Commuter rail station in Utah, USA

Orem Central station is an intermodal transportation station in Orem, Utah. It is served by the Utah Transit Authority's (UTA) FrontRunner train, which operates along the Wasatch Front with service from Ogden to Provo. Local bus lines and the Utah Valley Express also service the station. The station is also referred to as Orem Intermodal Center, Orem Central Station, or Orem CRST by UTA. It is part of the FrontRunner South extension.

== Description ==
The station is located at 900 South 1350 West, with access from I-15 by way of the University Parkway (SR-265). The majority of the Utah Valley University main campus is located on the opposites side of I-15. The station has a Park and Ride lot with nearly 500 free parking spaces available. The bus bays are accented with green neon lights at night due to its proximity to UVU. The station is located within the Quiet Zone, so trains do not routinely sound their horns when approaching public crossings within this corridor.
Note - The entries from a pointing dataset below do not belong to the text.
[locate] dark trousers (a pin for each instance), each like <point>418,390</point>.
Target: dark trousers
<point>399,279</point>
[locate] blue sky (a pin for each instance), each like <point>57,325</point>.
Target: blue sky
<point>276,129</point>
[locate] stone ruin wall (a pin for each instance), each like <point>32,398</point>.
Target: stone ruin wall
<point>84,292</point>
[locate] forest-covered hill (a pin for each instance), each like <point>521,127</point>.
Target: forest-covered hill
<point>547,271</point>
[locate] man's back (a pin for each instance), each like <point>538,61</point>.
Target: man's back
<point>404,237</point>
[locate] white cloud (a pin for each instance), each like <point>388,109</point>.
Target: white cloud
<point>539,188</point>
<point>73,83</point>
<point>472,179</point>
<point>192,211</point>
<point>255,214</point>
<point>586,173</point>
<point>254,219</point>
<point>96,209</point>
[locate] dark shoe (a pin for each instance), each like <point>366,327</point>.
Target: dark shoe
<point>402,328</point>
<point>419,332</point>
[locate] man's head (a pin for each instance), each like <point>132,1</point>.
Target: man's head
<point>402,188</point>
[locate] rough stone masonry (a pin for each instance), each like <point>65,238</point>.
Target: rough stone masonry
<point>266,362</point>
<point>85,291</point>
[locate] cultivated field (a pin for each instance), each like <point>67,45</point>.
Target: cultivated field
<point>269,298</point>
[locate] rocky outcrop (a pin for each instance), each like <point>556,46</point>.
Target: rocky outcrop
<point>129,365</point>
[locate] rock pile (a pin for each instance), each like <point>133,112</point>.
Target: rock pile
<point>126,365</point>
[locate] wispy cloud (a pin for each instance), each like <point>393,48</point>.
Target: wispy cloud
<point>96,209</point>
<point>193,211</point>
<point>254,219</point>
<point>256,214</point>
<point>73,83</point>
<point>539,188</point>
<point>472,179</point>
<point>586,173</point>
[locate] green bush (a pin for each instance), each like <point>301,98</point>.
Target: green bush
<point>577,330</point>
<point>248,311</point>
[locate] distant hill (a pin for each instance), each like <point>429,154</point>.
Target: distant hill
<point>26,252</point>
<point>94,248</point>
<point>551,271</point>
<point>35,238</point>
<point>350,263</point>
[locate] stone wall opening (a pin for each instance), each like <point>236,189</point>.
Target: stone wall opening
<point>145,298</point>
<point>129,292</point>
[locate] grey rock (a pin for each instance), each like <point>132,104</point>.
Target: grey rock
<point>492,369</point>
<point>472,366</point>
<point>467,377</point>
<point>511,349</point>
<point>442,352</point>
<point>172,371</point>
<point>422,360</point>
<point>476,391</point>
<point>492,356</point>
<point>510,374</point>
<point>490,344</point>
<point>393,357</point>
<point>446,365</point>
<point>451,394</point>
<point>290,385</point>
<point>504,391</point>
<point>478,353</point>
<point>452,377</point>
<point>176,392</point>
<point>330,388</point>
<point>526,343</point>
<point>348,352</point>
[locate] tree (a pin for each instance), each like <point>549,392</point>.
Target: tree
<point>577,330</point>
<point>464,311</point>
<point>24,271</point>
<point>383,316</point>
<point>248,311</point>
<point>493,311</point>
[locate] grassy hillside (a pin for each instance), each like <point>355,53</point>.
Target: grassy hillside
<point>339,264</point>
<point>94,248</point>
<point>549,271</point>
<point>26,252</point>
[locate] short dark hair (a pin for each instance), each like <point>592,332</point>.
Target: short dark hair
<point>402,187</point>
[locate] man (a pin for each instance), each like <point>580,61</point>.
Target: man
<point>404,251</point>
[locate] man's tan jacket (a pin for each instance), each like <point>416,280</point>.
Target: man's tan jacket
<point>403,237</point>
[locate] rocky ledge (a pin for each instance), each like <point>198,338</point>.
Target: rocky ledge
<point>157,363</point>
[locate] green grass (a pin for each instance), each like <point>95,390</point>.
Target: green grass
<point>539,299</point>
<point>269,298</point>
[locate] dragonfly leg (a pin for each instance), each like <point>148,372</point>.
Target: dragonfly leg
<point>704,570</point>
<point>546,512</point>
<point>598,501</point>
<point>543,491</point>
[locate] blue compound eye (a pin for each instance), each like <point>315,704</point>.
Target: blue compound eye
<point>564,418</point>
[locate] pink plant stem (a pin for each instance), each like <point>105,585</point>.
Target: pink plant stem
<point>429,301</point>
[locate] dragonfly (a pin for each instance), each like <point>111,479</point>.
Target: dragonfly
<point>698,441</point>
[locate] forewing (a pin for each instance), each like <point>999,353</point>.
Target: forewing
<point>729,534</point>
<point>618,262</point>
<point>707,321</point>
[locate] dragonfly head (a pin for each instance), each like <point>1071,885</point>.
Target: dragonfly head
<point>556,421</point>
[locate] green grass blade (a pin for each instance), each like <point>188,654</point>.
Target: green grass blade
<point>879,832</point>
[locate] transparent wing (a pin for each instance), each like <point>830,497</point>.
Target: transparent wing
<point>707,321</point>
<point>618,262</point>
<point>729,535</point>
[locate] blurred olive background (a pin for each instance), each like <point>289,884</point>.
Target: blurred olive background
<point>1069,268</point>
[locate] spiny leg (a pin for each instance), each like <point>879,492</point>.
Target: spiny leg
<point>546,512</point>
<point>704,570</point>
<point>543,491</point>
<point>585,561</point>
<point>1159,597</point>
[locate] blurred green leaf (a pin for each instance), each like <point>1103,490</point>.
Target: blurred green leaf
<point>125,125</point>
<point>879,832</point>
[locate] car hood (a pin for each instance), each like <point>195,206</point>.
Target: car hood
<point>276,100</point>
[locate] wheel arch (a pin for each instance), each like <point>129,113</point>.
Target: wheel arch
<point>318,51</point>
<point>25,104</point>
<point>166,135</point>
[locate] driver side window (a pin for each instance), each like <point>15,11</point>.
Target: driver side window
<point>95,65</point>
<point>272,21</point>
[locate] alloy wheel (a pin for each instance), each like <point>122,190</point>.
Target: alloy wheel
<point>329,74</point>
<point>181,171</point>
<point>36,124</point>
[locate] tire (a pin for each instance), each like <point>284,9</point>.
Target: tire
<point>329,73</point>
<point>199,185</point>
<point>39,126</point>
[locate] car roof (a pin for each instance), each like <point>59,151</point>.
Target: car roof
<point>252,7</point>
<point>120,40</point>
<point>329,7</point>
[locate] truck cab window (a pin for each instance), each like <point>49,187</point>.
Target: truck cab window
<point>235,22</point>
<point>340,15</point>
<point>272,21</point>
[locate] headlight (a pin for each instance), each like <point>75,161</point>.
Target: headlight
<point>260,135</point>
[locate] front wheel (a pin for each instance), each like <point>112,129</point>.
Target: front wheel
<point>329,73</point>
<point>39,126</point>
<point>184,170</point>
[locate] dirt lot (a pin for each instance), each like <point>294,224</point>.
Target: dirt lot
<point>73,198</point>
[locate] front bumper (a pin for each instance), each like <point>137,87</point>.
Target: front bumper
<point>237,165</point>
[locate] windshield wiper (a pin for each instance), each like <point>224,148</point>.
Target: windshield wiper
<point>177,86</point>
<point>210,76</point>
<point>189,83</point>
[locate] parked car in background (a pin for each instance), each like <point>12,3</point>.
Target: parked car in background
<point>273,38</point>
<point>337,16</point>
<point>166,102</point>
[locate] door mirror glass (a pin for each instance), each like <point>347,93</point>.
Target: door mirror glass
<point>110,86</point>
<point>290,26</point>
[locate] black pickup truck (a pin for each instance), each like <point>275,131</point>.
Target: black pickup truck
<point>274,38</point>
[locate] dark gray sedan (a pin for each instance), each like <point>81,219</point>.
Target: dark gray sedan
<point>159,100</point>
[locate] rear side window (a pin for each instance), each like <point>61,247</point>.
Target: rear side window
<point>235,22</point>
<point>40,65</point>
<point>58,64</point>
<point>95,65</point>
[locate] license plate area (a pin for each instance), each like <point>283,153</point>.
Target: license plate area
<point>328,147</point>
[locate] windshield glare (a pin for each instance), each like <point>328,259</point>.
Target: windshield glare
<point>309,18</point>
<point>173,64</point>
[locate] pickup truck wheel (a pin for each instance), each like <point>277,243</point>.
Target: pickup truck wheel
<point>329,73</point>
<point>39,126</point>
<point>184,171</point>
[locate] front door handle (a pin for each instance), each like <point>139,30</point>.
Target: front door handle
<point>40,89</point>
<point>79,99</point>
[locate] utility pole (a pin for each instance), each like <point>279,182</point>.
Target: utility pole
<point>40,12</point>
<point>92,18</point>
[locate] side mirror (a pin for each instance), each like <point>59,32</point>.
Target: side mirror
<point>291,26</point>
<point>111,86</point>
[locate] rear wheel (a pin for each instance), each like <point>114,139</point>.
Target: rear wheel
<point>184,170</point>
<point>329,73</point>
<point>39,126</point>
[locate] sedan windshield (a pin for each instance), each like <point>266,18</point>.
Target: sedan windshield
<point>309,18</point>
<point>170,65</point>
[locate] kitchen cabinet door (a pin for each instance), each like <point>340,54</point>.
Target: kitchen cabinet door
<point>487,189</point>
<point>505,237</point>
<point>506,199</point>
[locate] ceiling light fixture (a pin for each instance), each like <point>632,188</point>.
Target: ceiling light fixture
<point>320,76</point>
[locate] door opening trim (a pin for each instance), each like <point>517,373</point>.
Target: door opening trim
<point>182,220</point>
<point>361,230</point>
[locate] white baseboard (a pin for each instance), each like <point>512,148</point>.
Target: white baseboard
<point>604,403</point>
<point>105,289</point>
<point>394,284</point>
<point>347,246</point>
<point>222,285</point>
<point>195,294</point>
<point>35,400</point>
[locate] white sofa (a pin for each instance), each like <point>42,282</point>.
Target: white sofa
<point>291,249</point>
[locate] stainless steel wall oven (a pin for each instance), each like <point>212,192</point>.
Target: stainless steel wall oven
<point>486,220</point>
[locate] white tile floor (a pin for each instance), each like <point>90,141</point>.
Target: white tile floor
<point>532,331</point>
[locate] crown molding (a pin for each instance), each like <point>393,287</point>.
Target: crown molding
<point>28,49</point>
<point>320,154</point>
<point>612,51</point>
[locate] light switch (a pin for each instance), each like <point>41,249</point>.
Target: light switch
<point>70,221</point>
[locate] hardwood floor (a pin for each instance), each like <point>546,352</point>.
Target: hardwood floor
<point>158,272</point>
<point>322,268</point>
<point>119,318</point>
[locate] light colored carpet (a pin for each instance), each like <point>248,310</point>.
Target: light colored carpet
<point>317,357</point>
The station opened, along with the rest of the FrontRunner South, on December 10, 2012 and is operated by Utah Transit Authority.

The Orem FrontRunner Station is the main part of the Orem Intermodal Center. UTA refers to it as an intermodal center because it operates the northern terminus of UVX bus rapid transit (BRT) line that connects the station to Provo Central Station. Originally there were plans to construction an actual station building (similar to Ogden Central station), however, as of August 2013, there is no indication that any work on the anticipated building will begin anytime in the near future.

== Future plans ==
Phase 1 of the Orem Intermodal Center which includes the FrontRunner station, the local and intra-county bus stops, and the Park and Ride lot. Phase 2 which was completed fully by January 2019, included accommodations for UVX including four bays for articulated buses as well as mixed-use, transit oriented development (TOD). In June 2018, ground was broken for a pedestrian bridge from the station to UVU. Construction did not begin until November 2019 following a cost-cutting redesign and Union Pacific approval. The bridge opened in 2021 and runs from the south end of the station platform to the parking lot in between the UCCU Center and the Hal Wing Track and Field complex.